TabSyn

class synthyverse.generators.tabsyn_generator.TabSynGenerator(target_column, vae_lr=0.001, vae_wd=0, vae_d_token=4, vae_n_head=1, vae_factor=32, vae_num_layers=2, vae_batch_size=4096, vae_num_epochs=4000, vae_min_beta=1e-05, vae_max_beta=0.01, vae_lambda=0.7, diffusion_batch_size=4096, diffusion_num_epochs=10001, diffusion_dim_t=1024, diffusion_lr=0.001, diffusion_wd=0, diffusion_sampling_steps=50, diffusion_patience=500, num_workers=0, random_state=0)

Bases: BaseGenerator

Registry name: tabsyn

TabSyn: a latent diffusion model for tabular data.

Trains a VAE to learn a latent representation of tabular data, then fits a diffusion model in that latent space.

Paper: “Mixed-type tabular data synthesis with score-based diffusion in latent space” by Zhang et al. (2023). Based on the paper’s original implementation: https://github.com/amazon-science/tabsyn/

Parameters:
  • target_column (str) – Name of the target column used for stratified validation splitting.

  • vae_lr (float) – Learning rate for VAE training. Default: 1e-3.

  • vae_wd (float) – Weight decay used by the VAE optimizer. Default: 0.

  • vae_d_token (int) – Token embedding dimension used by the VAE. Default: 4.

  • vae_n_head (int) – Number of attention heads in the VAE transformer blocks. Default: 1.

  • vae_factor (int) – Expansion factor used in VAE feed-forward layers. Default: 32.

  • vae_num_layers (int) – Number of VAE encoder/decoder layers. Default: 2.
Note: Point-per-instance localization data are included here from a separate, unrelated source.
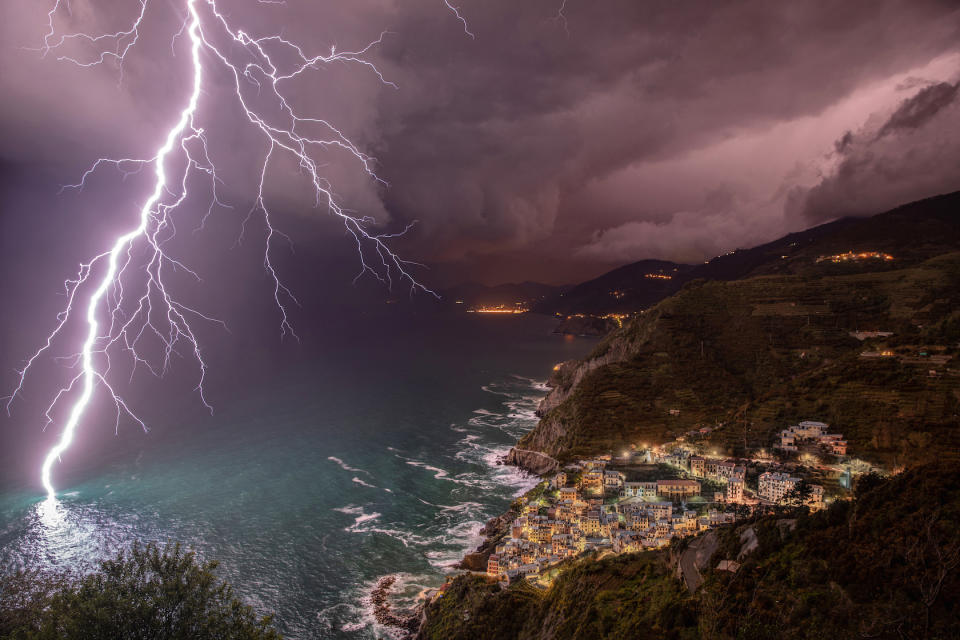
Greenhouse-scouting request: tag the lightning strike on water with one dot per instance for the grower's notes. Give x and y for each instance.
(131, 301)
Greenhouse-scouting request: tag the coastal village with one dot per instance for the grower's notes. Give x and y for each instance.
(611, 504)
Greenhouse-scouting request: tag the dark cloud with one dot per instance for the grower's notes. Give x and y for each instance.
(913, 154)
(534, 150)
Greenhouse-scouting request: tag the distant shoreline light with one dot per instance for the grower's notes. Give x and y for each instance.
(863, 255)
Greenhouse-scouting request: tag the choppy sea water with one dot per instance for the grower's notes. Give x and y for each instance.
(378, 455)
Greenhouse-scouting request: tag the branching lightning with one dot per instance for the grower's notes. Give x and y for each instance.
(456, 12)
(124, 293)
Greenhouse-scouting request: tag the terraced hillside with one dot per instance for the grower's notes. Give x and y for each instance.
(753, 355)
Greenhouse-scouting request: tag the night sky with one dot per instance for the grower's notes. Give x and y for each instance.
(546, 148)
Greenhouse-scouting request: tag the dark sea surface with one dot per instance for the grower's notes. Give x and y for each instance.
(371, 452)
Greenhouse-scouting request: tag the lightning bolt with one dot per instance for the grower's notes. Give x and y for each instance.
(124, 293)
(456, 12)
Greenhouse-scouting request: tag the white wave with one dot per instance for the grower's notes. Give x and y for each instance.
(343, 465)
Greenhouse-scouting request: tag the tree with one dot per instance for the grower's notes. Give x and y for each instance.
(146, 593)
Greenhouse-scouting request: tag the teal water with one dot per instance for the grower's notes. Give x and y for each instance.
(375, 455)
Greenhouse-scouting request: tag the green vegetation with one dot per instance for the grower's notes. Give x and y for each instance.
(884, 565)
(755, 355)
(147, 593)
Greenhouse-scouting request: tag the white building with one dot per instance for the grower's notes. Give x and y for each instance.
(774, 486)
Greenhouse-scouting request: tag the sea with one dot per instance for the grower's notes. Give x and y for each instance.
(371, 451)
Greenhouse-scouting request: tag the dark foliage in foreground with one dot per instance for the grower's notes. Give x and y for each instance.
(146, 593)
(886, 565)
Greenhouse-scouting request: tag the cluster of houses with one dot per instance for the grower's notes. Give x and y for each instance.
(812, 431)
(576, 520)
(572, 517)
(774, 487)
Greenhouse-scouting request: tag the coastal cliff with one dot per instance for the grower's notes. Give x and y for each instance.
(744, 358)
(831, 574)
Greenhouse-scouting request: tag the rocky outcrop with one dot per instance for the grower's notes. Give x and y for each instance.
(695, 559)
(586, 326)
(536, 462)
(493, 532)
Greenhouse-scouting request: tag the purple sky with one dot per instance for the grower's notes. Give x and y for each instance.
(541, 149)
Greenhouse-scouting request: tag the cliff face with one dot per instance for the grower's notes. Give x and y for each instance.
(747, 357)
(834, 574)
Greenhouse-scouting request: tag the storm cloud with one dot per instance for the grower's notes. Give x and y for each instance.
(553, 147)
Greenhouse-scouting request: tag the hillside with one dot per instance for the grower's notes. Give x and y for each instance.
(628, 288)
(881, 566)
(757, 353)
(912, 233)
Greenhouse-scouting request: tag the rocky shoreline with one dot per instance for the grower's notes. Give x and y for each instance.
(384, 614)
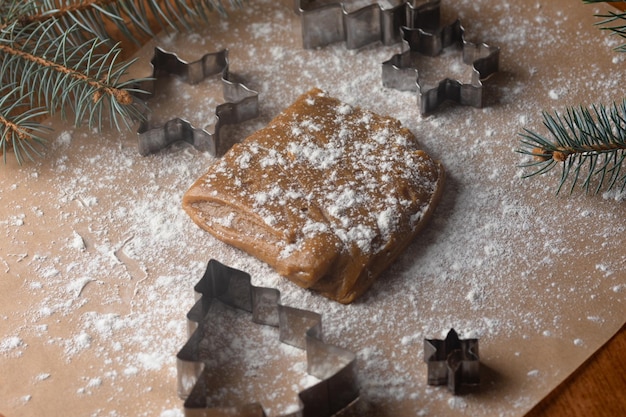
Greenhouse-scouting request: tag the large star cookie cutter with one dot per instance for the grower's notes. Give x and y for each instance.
(400, 71)
(334, 366)
(324, 23)
(241, 103)
(452, 362)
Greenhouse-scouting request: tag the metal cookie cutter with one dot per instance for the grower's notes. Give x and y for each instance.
(324, 23)
(400, 71)
(452, 362)
(334, 366)
(241, 103)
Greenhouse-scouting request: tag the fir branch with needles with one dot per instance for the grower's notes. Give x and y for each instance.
(587, 142)
(613, 21)
(66, 57)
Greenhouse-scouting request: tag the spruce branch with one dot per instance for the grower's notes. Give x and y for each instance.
(20, 132)
(590, 144)
(65, 56)
(613, 21)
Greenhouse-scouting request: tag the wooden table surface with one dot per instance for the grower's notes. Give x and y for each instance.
(597, 388)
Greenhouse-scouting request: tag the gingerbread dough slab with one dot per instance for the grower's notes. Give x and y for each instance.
(327, 194)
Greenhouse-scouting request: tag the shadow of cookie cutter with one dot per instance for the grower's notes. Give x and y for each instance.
(452, 362)
(323, 23)
(334, 366)
(400, 73)
(241, 103)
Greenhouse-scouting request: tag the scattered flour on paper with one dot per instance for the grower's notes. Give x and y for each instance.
(124, 221)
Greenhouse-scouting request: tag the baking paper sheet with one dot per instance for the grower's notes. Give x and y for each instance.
(99, 259)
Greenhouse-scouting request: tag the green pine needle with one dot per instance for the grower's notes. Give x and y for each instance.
(21, 133)
(612, 21)
(588, 143)
(60, 57)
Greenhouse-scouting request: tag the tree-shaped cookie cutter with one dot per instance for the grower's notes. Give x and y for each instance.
(400, 71)
(334, 366)
(241, 103)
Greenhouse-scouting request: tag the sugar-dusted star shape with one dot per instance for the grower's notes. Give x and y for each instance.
(452, 361)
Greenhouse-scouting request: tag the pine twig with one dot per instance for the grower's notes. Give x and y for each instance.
(590, 144)
(20, 133)
(613, 21)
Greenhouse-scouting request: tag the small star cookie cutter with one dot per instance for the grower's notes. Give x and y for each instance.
(452, 361)
(400, 71)
(241, 103)
(334, 366)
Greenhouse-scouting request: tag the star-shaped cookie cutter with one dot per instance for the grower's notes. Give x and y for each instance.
(241, 103)
(334, 366)
(400, 71)
(452, 361)
(324, 23)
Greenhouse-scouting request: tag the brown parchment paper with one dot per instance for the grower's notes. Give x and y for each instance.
(99, 260)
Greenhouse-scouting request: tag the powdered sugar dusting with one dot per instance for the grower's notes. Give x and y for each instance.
(503, 258)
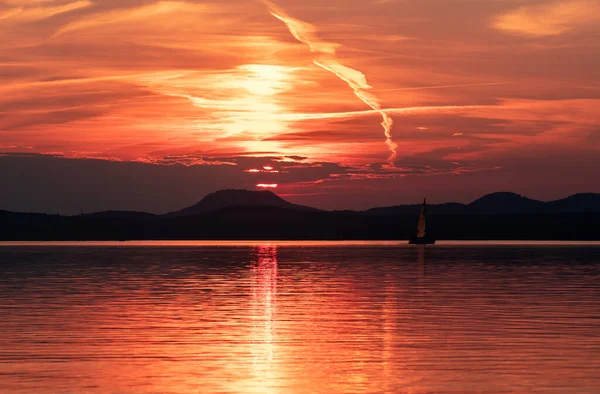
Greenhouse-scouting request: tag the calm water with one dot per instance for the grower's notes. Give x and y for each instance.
(298, 318)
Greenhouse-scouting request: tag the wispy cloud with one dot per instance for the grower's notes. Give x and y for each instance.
(549, 19)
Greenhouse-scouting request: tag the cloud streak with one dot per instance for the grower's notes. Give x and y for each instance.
(549, 19)
(306, 33)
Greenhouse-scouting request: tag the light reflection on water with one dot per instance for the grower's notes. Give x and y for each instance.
(285, 318)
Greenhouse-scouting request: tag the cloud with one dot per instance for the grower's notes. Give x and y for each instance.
(36, 13)
(549, 19)
(129, 15)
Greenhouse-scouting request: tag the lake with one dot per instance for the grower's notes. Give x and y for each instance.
(290, 317)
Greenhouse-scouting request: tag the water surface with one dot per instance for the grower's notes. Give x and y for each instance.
(299, 317)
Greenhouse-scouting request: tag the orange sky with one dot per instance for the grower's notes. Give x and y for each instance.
(470, 86)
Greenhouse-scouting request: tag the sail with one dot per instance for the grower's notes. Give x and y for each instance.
(422, 221)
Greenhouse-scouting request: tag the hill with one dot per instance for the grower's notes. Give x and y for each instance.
(240, 214)
(231, 198)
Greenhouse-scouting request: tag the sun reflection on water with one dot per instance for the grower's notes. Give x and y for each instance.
(264, 301)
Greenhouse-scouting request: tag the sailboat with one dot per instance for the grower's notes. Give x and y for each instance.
(422, 238)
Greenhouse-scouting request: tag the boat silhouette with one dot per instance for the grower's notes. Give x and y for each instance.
(422, 238)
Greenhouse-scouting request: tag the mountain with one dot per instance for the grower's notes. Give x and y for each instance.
(242, 214)
(582, 202)
(501, 203)
(231, 198)
(505, 202)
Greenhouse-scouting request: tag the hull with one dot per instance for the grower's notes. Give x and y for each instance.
(421, 241)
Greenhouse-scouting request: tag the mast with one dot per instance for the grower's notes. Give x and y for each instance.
(421, 226)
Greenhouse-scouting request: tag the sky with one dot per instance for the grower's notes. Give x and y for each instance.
(343, 104)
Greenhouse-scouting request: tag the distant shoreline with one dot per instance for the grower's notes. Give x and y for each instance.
(242, 243)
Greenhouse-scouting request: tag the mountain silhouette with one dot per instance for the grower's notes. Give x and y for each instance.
(247, 198)
(502, 203)
(262, 215)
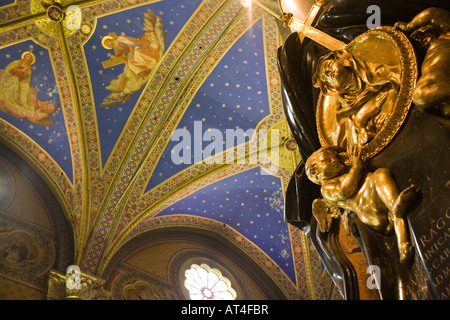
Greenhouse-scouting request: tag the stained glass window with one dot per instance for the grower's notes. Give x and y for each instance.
(205, 283)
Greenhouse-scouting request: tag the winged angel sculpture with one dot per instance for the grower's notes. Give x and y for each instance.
(140, 56)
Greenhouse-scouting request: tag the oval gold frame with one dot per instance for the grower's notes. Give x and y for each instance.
(408, 77)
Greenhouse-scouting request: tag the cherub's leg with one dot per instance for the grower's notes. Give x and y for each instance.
(397, 203)
(398, 214)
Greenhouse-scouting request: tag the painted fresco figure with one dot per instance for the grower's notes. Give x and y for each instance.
(18, 97)
(139, 55)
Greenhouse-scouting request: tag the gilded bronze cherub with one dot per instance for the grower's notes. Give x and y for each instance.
(362, 96)
(373, 196)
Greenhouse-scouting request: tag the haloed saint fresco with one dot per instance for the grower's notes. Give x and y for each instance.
(18, 96)
(140, 56)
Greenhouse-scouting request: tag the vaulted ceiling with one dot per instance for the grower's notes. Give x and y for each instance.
(107, 155)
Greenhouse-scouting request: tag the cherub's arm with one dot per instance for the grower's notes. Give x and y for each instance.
(346, 185)
(436, 17)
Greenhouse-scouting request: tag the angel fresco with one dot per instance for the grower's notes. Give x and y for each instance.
(140, 57)
(18, 97)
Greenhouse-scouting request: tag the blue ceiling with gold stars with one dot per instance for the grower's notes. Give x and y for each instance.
(96, 119)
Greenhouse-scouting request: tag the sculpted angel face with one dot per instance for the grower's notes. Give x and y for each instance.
(324, 164)
(336, 76)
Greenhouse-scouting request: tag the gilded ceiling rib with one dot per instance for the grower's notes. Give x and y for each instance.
(85, 198)
(149, 165)
(134, 155)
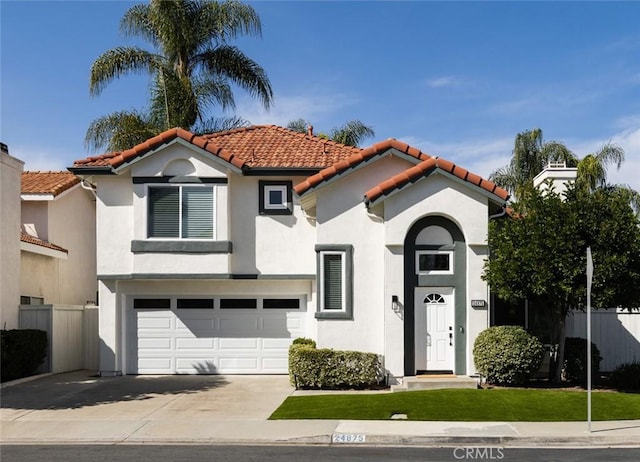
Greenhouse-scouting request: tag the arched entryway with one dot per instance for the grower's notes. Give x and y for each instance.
(435, 268)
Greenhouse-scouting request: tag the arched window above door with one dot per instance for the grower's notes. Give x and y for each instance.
(434, 235)
(434, 298)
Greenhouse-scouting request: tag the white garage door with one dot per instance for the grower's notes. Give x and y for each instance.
(223, 335)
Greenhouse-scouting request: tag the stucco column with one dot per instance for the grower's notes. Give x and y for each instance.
(10, 180)
(109, 328)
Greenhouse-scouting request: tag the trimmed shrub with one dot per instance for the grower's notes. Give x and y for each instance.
(332, 369)
(626, 377)
(507, 355)
(304, 341)
(574, 368)
(23, 350)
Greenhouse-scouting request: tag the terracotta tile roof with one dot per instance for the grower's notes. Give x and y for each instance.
(270, 146)
(24, 237)
(52, 183)
(258, 146)
(425, 168)
(356, 159)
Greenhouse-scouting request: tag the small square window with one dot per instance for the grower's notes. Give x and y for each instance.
(275, 198)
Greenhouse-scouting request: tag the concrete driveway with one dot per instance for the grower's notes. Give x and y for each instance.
(81, 395)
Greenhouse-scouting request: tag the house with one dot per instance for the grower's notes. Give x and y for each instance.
(215, 251)
(57, 240)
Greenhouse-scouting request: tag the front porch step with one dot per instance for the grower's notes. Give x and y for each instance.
(435, 383)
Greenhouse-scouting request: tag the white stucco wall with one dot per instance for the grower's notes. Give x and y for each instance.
(114, 222)
(268, 244)
(36, 213)
(72, 225)
(70, 222)
(10, 178)
(343, 219)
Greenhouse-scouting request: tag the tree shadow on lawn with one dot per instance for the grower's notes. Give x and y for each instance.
(82, 388)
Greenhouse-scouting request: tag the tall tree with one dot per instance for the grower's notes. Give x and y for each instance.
(352, 133)
(191, 63)
(530, 156)
(540, 255)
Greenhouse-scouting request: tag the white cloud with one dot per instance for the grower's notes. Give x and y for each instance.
(445, 81)
(37, 158)
(316, 107)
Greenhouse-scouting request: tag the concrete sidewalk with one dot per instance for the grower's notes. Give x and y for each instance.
(74, 408)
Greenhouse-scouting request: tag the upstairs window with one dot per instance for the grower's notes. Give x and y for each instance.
(335, 281)
(275, 198)
(181, 212)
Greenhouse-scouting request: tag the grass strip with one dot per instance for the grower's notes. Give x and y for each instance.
(464, 405)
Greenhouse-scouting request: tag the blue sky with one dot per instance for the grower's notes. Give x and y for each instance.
(455, 79)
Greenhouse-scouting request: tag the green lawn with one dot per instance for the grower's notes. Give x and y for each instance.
(464, 405)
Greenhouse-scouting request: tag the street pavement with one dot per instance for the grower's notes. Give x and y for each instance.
(82, 408)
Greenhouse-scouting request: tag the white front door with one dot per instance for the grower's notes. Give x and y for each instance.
(434, 327)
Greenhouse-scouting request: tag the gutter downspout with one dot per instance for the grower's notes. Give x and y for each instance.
(89, 187)
(493, 217)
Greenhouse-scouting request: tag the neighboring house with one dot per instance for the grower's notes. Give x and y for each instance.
(10, 171)
(215, 251)
(57, 240)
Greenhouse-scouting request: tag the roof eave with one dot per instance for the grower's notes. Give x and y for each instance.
(177, 140)
(437, 170)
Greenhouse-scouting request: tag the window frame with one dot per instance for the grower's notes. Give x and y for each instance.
(449, 253)
(267, 208)
(180, 186)
(346, 252)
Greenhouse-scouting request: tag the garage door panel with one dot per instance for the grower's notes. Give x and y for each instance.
(238, 325)
(276, 343)
(148, 321)
(214, 341)
(187, 343)
(154, 343)
(274, 365)
(238, 363)
(149, 364)
(238, 344)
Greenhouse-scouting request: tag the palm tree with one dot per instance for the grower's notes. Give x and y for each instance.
(531, 154)
(191, 64)
(351, 133)
(592, 173)
(592, 168)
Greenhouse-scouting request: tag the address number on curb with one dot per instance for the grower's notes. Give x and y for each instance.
(348, 438)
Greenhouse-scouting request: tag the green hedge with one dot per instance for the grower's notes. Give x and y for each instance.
(575, 360)
(332, 369)
(22, 352)
(507, 355)
(626, 377)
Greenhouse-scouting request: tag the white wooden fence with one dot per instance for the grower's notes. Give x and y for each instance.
(615, 332)
(72, 332)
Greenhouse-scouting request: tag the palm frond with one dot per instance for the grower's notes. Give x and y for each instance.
(219, 124)
(298, 125)
(119, 131)
(226, 20)
(231, 63)
(118, 61)
(136, 23)
(351, 133)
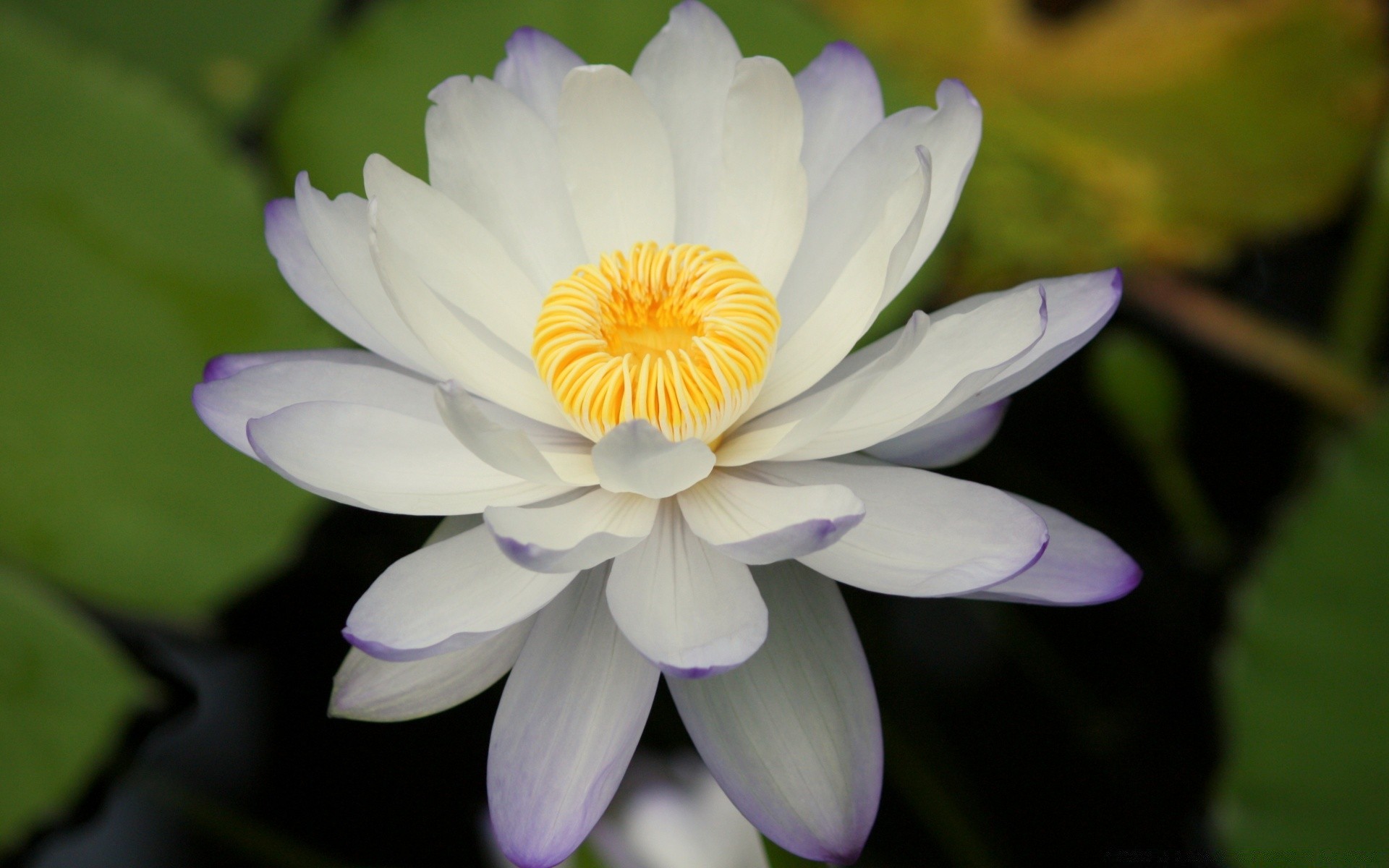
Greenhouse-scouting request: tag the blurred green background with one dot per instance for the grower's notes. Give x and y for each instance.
(1195, 143)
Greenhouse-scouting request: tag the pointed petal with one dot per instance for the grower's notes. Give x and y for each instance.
(687, 608)
(842, 101)
(637, 457)
(245, 388)
(924, 535)
(1079, 567)
(760, 522)
(567, 727)
(498, 158)
(370, 689)
(616, 160)
(572, 535)
(762, 208)
(687, 71)
(534, 69)
(339, 234)
(383, 460)
(946, 442)
(446, 596)
(794, 735)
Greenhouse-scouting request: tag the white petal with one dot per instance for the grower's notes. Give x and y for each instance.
(534, 69)
(1079, 567)
(572, 535)
(1076, 309)
(848, 210)
(549, 454)
(341, 235)
(448, 596)
(617, 161)
(760, 522)
(842, 101)
(687, 71)
(453, 255)
(794, 735)
(383, 460)
(567, 727)
(370, 689)
(498, 158)
(830, 332)
(687, 608)
(232, 398)
(943, 443)
(637, 457)
(927, 381)
(924, 535)
(474, 356)
(762, 210)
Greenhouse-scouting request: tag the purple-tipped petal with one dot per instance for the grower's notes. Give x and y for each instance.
(567, 727)
(842, 102)
(534, 69)
(446, 596)
(943, 443)
(1079, 567)
(794, 735)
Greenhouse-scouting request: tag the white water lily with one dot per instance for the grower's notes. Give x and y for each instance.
(617, 324)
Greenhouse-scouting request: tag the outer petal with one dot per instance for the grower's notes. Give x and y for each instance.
(930, 377)
(637, 457)
(687, 608)
(496, 157)
(687, 71)
(383, 460)
(762, 210)
(577, 534)
(570, 718)
(245, 392)
(534, 69)
(532, 451)
(617, 161)
(370, 689)
(453, 253)
(943, 443)
(848, 208)
(925, 535)
(448, 596)
(842, 101)
(1079, 567)
(339, 234)
(794, 735)
(760, 522)
(1076, 309)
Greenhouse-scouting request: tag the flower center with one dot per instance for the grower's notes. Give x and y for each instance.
(678, 335)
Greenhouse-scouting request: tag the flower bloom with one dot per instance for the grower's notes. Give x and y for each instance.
(617, 326)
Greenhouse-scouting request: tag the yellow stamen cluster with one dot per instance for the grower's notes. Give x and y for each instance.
(678, 335)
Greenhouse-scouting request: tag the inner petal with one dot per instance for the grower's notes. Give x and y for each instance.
(678, 335)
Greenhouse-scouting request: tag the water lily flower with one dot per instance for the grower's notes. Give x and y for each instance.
(611, 342)
(678, 818)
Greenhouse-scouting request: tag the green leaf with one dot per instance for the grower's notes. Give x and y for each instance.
(217, 52)
(368, 95)
(1303, 677)
(1160, 132)
(66, 694)
(132, 250)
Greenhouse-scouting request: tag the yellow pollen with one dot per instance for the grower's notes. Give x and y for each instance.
(678, 335)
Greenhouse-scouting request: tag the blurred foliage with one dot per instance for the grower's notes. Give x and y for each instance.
(1156, 132)
(221, 53)
(134, 252)
(1142, 392)
(64, 691)
(1306, 709)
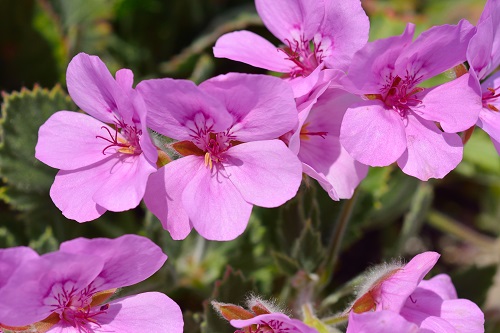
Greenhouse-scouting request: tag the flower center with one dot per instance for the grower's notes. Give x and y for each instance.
(127, 144)
(491, 96)
(307, 55)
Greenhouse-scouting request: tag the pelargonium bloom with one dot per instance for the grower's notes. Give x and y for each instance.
(226, 132)
(397, 121)
(316, 34)
(483, 56)
(318, 146)
(106, 158)
(395, 298)
(69, 290)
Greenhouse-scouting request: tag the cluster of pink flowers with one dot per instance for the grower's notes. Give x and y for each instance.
(70, 290)
(240, 140)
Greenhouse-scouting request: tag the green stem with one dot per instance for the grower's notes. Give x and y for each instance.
(450, 226)
(326, 269)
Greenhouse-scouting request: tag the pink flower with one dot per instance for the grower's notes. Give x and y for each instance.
(396, 299)
(103, 167)
(318, 146)
(69, 290)
(397, 122)
(336, 29)
(483, 55)
(226, 130)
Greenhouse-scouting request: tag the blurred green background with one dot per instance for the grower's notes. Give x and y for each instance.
(286, 253)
  • vae_batch_size (int) – Batch size used to train the VAE. Default: 4096.

  • vae_num_epochs (int) – Maximum number of VAE epochs. Default: 4000.

  • vae_min_beta (float) – Minimum KL coefficient for VAE KL annealing. Default: 1e-5.

  • vae_max_beta (float) – Initial/maximum KL coefficient for VAE KL annealing. Default: 1e-2.

  • vae_lambda (float) – Multiplicative decay factor applied to beta when validation plateaus. Default: 0.7.

  • diffusion_batch_size (int) – Batch size used to train the latent diffusion model. Default: 4096.

  • diffusion_num_epochs (int) – Maximum number of diffusion training epochs. Default: 10001.

  • diffusion_dim_t (int) – Time embedding dimension used by the diffusion denoiser. Default: 1024.

  • diffusion_lr (float) – Learning rate for diffusion training. Default: 1e-3.

  • diffusion_wd (float) – Weight decay used by the diffusion optimizer. Default: 0.

  • diffusion_sampling_steps (int) – Number of reverse diffusion steps used for generation. Default: 50.

  • diffusion_patience (int) – Patience in diffusion training for early stopping. Default: 500.

  • num_workers (int) – Number of workers for PyTorch data loaders. Increase to speed up training - but may cause issues when locally training on Windows OS. Default: 0.

  • random_state (int) – Random seed for reproducibility. Default: 0.

Example

>>> import pandas as pd
>>> from synthyverse.generators import TabSynGenerator
>>>
>>> # Load data and define categorical columns
>>> X = pd.read_csv("data.csv")
>>> discrete_features = ["target", "category_col"]
>>>
>>> # Create generator (requires target column)
>>> generator = TabSynGenerator(
...     target_column="target",
...     vae_num_epochs=100,
...     diffusion_num_epochs=500,
...     random_state=42
... )
>>>
>>> # Fit and generate
>>> generator.fit(X, discrete_features)
>>> X_syn = generator.generate(1000)
fit(X, discrete_features, X_val=None)

Fit the generator to tabular data.

Parameters:
  • X (DataFrame) – Training data in the generator’s input space.

  • discrete_features (list) – Names of categorical/discrete columns in X.

  • X_val (Optional[DataFrame]) – Optional validation data in the same schema as X.

Returns:

The fitted generator.

generate(n)

Generate synthetic tabular data.

Parameters:

n (int) – Number of synthetic rows to generate.

Returns:

Synthetic data in the generator’s model space.

classmethod load(path)

Load a generator persisted with the default pickle layout.

save(path)

Persist the generator state with the default pickle layout.